Deshalb ist klar erkennbar, dass der Hersteller den H6 nicht nur als Privatkunden-SUV sieht, sondern auch als Option für gewerbliche Nutzer, Dienstwagenfahrer und kleinere Flotten, die Wert auf kalkulierbare Kosten und überschaubare Laufzeiten legen. Aber die eigentliche Nagelprobe wird auf dem Gebrauchtwagenmarkt stattfinden, wenn die ersten H6 nach Leasingende zurückkommen und sich zeigt, wie die Marke bei Restwerten und Nachfrage tatsächlich ankommt.

Konkurrenz und Marktumfeld

Im direkten Wettbewerbsfeld trifft der Haval H6 auf eine Reihe von Mitbewerbern, die seit Jahren etabliert sind und teilweise sehr treue Kundenstämme aufgebaut haben.
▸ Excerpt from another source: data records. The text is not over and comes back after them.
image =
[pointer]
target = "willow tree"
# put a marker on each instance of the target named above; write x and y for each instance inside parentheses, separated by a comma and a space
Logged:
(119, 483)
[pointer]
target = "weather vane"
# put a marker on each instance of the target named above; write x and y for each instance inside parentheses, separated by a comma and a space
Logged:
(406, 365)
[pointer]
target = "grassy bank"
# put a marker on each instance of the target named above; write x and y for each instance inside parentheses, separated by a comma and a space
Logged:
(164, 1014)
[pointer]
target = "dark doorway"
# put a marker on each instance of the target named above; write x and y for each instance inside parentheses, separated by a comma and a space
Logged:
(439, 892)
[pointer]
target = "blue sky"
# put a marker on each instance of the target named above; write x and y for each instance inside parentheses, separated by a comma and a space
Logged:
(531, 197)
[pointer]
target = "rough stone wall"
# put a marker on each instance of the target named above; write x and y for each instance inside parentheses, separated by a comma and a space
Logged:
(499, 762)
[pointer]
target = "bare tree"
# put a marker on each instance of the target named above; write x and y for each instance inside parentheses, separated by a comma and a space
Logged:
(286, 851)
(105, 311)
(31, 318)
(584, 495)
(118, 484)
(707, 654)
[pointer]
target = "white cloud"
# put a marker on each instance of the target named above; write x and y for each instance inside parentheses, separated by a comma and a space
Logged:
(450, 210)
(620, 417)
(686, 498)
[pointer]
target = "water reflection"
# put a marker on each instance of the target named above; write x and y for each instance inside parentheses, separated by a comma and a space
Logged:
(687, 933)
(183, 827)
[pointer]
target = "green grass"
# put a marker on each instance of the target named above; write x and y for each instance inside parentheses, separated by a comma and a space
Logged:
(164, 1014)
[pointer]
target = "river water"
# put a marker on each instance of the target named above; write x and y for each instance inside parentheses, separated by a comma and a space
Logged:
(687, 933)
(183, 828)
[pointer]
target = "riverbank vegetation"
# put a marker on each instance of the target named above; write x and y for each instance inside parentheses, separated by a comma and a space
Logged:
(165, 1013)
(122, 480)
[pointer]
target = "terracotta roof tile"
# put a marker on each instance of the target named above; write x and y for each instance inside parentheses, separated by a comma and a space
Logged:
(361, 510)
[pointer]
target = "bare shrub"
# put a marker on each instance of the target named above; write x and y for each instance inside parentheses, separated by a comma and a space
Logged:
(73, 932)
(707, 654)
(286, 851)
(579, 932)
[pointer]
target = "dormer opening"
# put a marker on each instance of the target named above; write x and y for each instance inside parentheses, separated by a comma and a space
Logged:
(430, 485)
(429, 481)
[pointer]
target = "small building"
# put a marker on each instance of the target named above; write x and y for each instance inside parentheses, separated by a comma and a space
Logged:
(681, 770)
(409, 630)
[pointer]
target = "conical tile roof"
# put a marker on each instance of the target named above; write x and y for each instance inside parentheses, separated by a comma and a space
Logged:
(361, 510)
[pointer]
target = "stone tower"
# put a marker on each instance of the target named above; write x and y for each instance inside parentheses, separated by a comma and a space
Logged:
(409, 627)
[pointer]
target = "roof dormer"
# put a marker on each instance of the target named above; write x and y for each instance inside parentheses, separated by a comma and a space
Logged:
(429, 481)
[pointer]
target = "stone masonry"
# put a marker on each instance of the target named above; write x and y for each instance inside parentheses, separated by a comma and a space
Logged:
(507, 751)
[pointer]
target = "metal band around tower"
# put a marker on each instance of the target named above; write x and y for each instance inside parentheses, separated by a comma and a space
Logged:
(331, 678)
Dazu zählen vor allem Toyota RAV4 Hybrid, Hyundai Tucson Hybrid, Kia Sportage Hybrid und Honda CR-V, aber zunehmend auch chinesische Anbieter wie BYD mit Modellen wie dem Seal U DM-i oder dem Song Plus DM-i, die ebenfalls mit Hybridtechnik und attraktiven Preisen auftreten.

Aber der H6 wählt eine leicht andere Route: Während etwa BYD stärker auch Plug-in-Hybride mit großer elektrischer Reichweite betont, fokussiert GWM beim H6 auf den klassischen Vollhybrid mit kleiner Batterie, der eher das gewohnte Fahrprofil eines Verbrenners abbildet, aber im Stadtverkehr effizienter sein soll. Deshalb dürfte der H6 bei Kunden punkten, die sich nicht mit Laden und Ladesäulen beschäftigen möchten, aber dennoch einen gewissen Effizienzgewinn gegenüber rein konventionellen Antrieben wünschen.

Europastrategie und Imagefrage 

Der Haval H6 ist nicht nur ein einzelnes Modell, sondern Testfall für die Akzeptanz einer weiteren chinesischen Marke im stark umkämpften europäischen Markt. GWM hat in den vergangenen Jahren mit Ora und Wey erste Erfahrungen gesammelt und sich in Deutschland bereits eine gewisse Sichtbarkeit erarbeitet, bliebt aber im Vergleich zu Volumenmarken noch auf einem niedrigen Ausgangsniveau.

Deshalb will der Hersteller mit Haval und insbesondere dem H6 zeigen, dass chinesische Modelle nicht nur über Preisvorteile, sondern auch über Technik, Ausstattung und Garantien überzeugen können, ohne sich hinter den Platzhirschen verstecken zu müssen. Aber die Skepsis gegenüber neuen Marken, insbesondere hinsichtlich Langzeitqualität, Softwarestabilität und Werthaltigkeit, ist in Teilen der Kundschaft weiterhin spürbar, sodass GWM die nächsten Jahre nutzen muss, um über reale Kundenerfahrungen und unabhängige Tests Vertrauen aufzubauen.

Persönliche Einordnung: Chance oder Randerscheinung? 

Beim Blick auf Datenblatt und Preisliste fällt es schwer, den Haval H6 als reine Randerscheinung abzutun, denn objektiv wirkt das Paket aus Leistung, Ausstattung, Garantie und Preis bemerkenswert konkurrenzfähig. Die technischen Eckdaten des Hybridantriebs, das umfangreiche Assistenzpaket und die praxisnahen Dimensionen passen zu den Anforderungen vieler Familien und Vielfahrer, die einen komfortorientierten SUV suchen, ohne Premiumpreise zahlen zu wollen.

Aber die entscheidende Frage wird sein, ob der H6 im Alltag den gleichen Eindruck hinterlässt wie auf dem Papier: Wie wirkt die Verarbeitungsqualität nach einigen Jahren, wie zuverlässig arbeitet die Hybridtechnik, wie gut steht es um Softwareupdates und Connectivity, und wie entwickeln sich Restwerte im Vergleich zu den etablierten Größen des Segments. Deshalb bleibt trotz der beachtlichen Faktenlage ein Restzweifel, der sich erst dann auflöst, wenn der Haval H6 in großer Stückzahl auf deutschen Straßen unterwegs ist und sich im rauen Alltag bewähren muss – genau das macht seinen Marktstart aber auch so spannend zu beobachten.